Naked Finn is a bit of an anomaly. You can’t really call it Western or local cuisine. Perhaps it is best considered Singapore cuisine, which is a fusion of East, West and all the rest. If you really have to put a label on it, you can probably call it crustacean cuisine, because the food here is all based on Ken Loon’s peculiar obsession with prawns and shellfish.
I have written about the psychiatric condition of Ken in my previous post, so I will not labor the point. This post is just to let you know that Naked Finn is now open for lunch and the main event is Ken’s vision of the almost-ultimate prawn mee.
I say “almost” ultimate because the ultimate prawn mee would cost too much for lunch.
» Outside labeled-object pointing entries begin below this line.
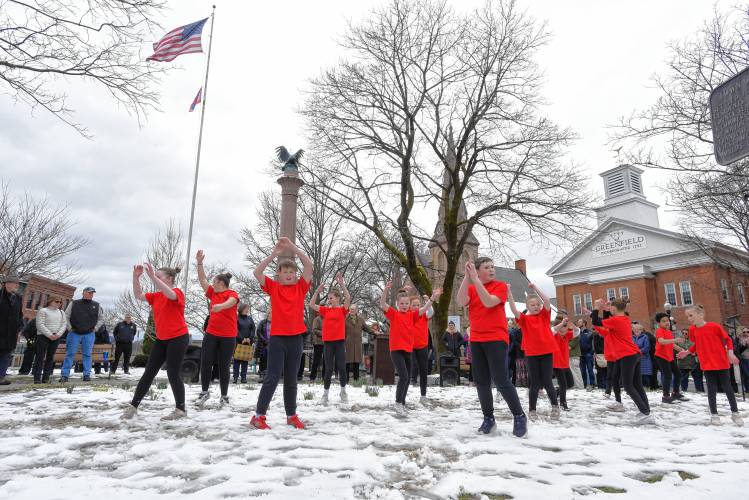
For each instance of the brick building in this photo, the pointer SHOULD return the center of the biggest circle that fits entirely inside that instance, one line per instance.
(630, 256)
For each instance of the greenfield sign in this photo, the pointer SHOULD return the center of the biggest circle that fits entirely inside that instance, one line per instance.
(729, 113)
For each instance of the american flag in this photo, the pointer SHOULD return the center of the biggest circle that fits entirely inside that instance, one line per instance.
(183, 40)
(197, 99)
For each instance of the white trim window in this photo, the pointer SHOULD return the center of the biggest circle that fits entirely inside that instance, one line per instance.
(588, 301)
(685, 287)
(577, 304)
(724, 290)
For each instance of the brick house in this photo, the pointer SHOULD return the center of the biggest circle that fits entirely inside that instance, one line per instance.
(630, 256)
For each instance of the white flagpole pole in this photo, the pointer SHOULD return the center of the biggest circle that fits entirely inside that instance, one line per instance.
(197, 159)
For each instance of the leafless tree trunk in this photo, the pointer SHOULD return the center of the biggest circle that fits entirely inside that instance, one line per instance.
(437, 107)
(45, 41)
(35, 236)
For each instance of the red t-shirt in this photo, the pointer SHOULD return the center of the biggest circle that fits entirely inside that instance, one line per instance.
(710, 343)
(333, 323)
(224, 322)
(617, 332)
(538, 338)
(421, 331)
(168, 315)
(287, 306)
(562, 354)
(664, 351)
(488, 324)
(401, 329)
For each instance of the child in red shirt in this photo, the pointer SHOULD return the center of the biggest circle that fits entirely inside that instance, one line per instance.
(172, 339)
(617, 332)
(665, 344)
(485, 298)
(333, 335)
(714, 348)
(286, 330)
(220, 337)
(539, 346)
(401, 341)
(421, 339)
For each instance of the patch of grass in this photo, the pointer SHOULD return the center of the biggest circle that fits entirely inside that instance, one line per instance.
(610, 489)
(684, 475)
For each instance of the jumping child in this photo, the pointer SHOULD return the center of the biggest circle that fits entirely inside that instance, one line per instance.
(333, 335)
(539, 346)
(485, 298)
(714, 348)
(286, 330)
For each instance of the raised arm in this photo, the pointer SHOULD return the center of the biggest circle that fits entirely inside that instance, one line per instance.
(542, 295)
(160, 285)
(137, 289)
(312, 304)
(200, 256)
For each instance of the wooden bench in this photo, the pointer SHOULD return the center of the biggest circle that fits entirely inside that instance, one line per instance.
(97, 354)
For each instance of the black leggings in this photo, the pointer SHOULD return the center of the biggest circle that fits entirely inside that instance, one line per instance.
(421, 359)
(561, 375)
(173, 352)
(334, 353)
(284, 356)
(668, 369)
(614, 379)
(402, 364)
(715, 378)
(632, 382)
(540, 369)
(216, 347)
(490, 364)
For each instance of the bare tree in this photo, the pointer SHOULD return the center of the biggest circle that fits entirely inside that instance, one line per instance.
(44, 41)
(35, 236)
(436, 106)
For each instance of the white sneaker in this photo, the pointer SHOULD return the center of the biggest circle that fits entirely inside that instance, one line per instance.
(175, 415)
(202, 398)
(737, 419)
(617, 407)
(129, 413)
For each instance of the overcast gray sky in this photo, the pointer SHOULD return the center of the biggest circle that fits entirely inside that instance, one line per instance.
(126, 182)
So some compromise has to me made so that he can sell the prawn mee for $18 per bowl which should be more accessible for the general public.
The soup is made from blue tail Sua Lor prawns which he gets fresh from Jurong fishery port daily. No salt or msg is added. The whole prawn is fried and then boiled and blended extract all the goodness from the meat and head. Prawn mee hawkers would normally save the meat as garnish and use just the head and shell of the prawns to cook the soup. Using the meat of the prawn is much more expensive but results in a soup which is a great deal sweeter. The resulting broth is reminiscent of Wah Kee’s prawn mee soup and not the salty, brownish type that one would expect from the hawker centre. The broth is presented au naturale and it is up to you to season it with the sea salt and Iberico pork lard provided.
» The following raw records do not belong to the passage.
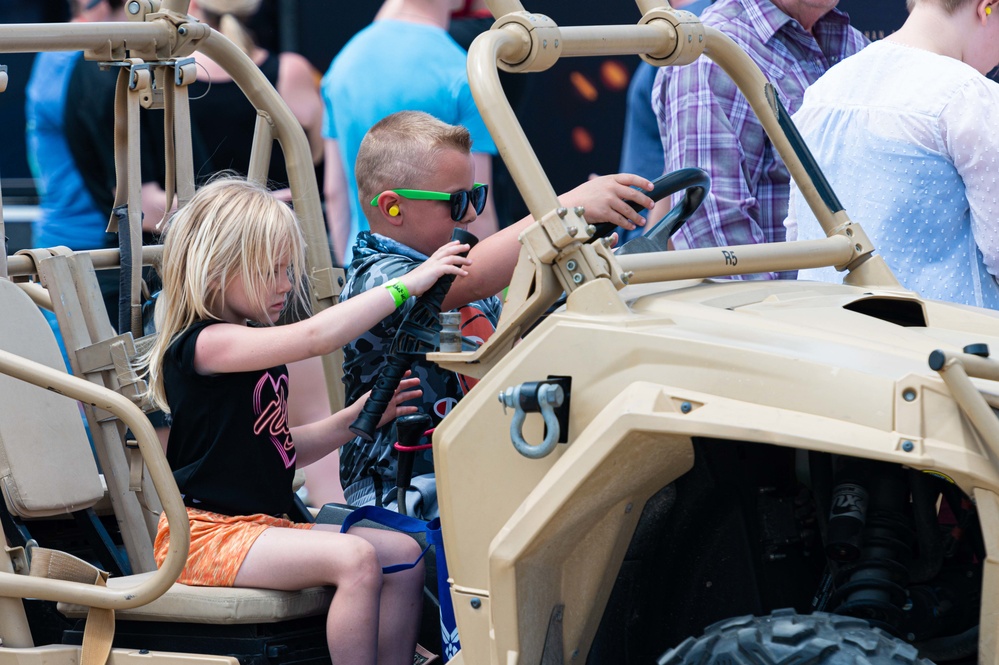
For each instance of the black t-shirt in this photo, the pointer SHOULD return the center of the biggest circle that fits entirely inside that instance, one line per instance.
(230, 447)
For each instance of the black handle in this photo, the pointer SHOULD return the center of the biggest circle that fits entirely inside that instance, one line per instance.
(417, 335)
(381, 394)
(410, 429)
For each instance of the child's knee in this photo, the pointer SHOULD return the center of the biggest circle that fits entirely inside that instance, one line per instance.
(359, 562)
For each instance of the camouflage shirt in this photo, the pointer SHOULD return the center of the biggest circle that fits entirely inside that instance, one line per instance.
(378, 259)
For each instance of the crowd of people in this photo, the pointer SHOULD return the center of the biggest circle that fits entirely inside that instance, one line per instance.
(407, 157)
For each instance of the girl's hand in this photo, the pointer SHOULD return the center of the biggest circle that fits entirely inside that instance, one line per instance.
(605, 199)
(408, 389)
(445, 261)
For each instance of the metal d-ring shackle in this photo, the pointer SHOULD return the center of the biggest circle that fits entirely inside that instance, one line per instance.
(534, 397)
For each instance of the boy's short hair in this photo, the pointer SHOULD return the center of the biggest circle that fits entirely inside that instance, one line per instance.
(400, 148)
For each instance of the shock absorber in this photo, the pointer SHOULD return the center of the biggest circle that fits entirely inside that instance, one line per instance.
(871, 542)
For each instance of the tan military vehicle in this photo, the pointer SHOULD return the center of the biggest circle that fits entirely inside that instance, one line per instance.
(800, 472)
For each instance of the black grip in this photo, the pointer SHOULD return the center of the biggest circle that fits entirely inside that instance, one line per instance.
(381, 394)
(417, 334)
(410, 429)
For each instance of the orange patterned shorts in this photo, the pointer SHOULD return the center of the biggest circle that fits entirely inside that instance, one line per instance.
(219, 544)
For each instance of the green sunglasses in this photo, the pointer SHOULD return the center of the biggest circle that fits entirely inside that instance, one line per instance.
(459, 200)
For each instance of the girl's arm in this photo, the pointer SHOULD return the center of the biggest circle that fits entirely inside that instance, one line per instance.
(604, 198)
(317, 440)
(226, 348)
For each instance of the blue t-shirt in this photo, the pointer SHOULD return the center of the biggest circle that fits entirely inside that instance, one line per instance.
(69, 215)
(384, 69)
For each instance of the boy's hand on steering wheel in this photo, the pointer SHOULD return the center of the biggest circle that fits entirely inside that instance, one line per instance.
(605, 199)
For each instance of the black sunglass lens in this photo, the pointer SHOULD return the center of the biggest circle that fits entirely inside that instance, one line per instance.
(478, 196)
(459, 204)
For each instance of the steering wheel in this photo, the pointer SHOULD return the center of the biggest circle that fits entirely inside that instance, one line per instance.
(697, 183)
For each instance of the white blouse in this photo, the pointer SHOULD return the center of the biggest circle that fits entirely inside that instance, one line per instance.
(909, 141)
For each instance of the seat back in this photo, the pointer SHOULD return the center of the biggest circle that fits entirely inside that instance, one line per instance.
(41, 472)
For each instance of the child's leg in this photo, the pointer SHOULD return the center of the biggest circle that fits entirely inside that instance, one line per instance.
(402, 592)
(290, 559)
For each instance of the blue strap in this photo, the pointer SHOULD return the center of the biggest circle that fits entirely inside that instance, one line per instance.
(394, 520)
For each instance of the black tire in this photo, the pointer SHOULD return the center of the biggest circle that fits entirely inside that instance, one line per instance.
(793, 639)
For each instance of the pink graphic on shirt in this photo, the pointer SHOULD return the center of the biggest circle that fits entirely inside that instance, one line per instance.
(270, 404)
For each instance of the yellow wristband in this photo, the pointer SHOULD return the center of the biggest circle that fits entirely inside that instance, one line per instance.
(398, 290)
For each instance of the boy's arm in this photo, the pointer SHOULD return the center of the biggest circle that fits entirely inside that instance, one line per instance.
(605, 199)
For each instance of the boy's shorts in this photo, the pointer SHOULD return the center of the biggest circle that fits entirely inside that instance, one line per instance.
(219, 544)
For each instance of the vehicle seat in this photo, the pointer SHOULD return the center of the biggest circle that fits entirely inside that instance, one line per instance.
(47, 468)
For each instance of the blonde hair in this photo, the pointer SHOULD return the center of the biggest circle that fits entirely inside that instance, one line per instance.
(399, 149)
(949, 6)
(231, 228)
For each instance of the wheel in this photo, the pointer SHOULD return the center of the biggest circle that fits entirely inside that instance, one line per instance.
(793, 639)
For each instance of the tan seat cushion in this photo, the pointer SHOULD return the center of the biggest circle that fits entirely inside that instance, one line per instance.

I have argued with Ken that he should have added a bit of salt in the cooking process to bring out the full flavour of the prawns. As such, when you are first presented with the soup, you might find it a bit bland. It is only after you add the salt and the lard that the full potential of the soup is realized. But that is my opinion. If your palate is more attuned to subtler flavours, you may prefer the more natural flavour of the prawn stock.
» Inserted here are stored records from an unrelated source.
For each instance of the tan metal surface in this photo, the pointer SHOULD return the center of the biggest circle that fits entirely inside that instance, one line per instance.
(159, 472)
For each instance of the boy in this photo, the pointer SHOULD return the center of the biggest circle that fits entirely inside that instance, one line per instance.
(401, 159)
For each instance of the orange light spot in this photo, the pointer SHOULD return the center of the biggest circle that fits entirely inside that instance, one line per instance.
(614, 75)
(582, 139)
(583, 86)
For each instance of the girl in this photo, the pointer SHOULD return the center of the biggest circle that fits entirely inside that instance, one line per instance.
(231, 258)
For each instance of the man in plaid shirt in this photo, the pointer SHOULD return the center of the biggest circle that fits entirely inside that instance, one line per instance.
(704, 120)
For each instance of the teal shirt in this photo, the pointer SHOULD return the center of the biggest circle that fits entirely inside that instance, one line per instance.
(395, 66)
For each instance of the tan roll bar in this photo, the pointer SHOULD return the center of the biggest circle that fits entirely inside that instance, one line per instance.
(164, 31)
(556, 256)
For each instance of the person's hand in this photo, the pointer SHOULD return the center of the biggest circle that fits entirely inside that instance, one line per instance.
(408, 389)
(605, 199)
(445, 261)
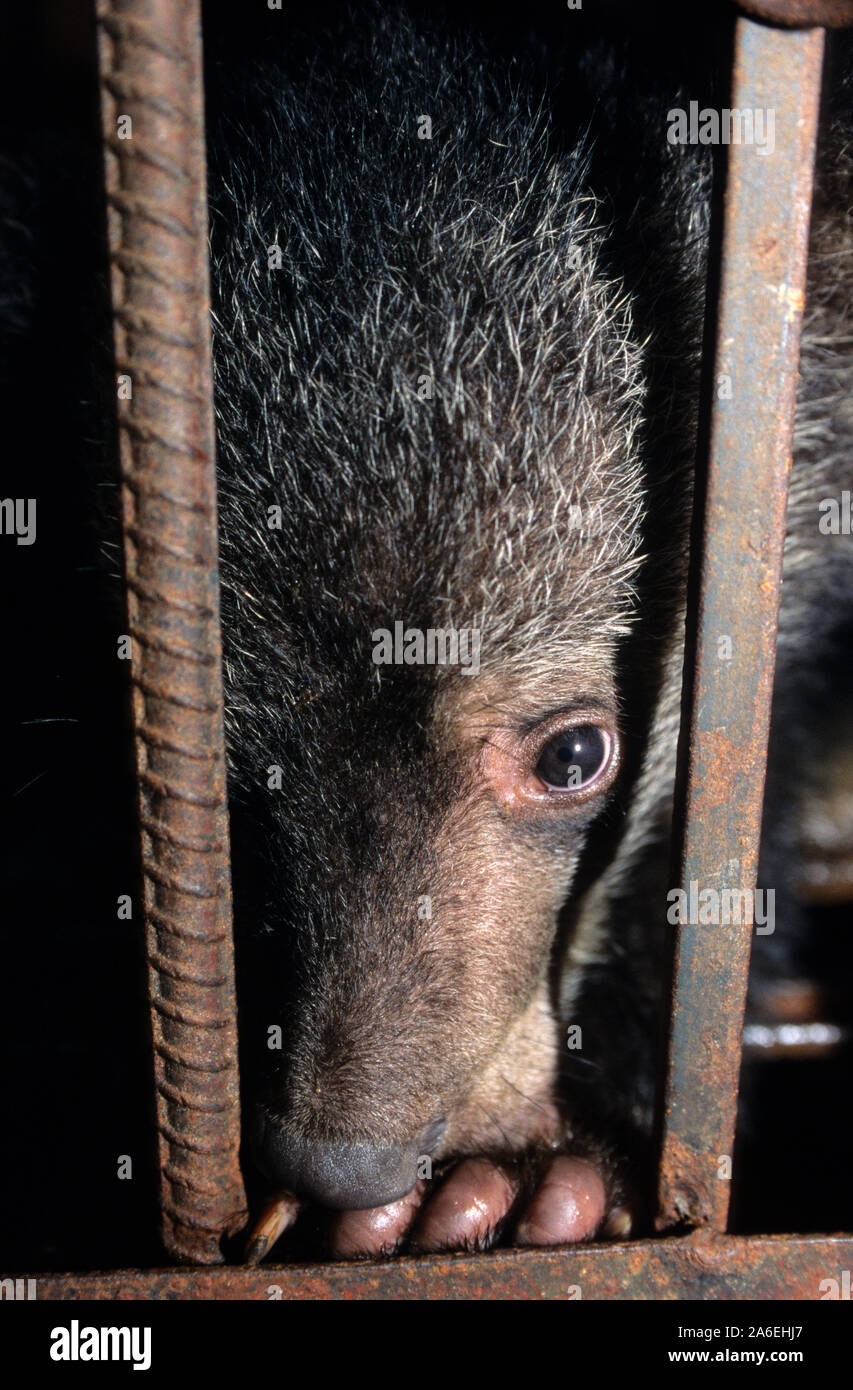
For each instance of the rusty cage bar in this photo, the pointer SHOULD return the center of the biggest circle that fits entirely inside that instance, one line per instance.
(152, 75)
For the standard $18 bowl, you get two good sized green tiger prawns and a slice of Kurobuta pork belly which has been slow cooked then torched ala Ramen style. For the noodles, you have a choice of bee hoon or somen. If you wish to try the carabinero version, you have to order ahead and for $25, you get a medium sized carabinero whose flavourful, briny tomally adds a real umami boost to the soup. 4.25/5
Prawn mee is one of those few hawker dishes that Singaporeans are conditioned to pay more for. Jumbo prawn noodles easily cost around $15 to $25, so $18 for a bowl of prawn noodles is quite acceptable, especially when you consider that it is served in a restaurant setting. The real question is whether one can fully appreciate the natural flavour of the soup which is made from fresh whole prawns? Even though many Singaporeans frown at the addition of msg in their food, when it is missing, the same people would complain of the lack of flavour. Personally, I feel the soup is very shiok but only after you salt it adequately and add a bit of the pork lard to it. But there is no doubt that this is a bowl of prawn mee that is made with quality ingredients and lots of passion. You would not expect anything less from its prawn crazed creator.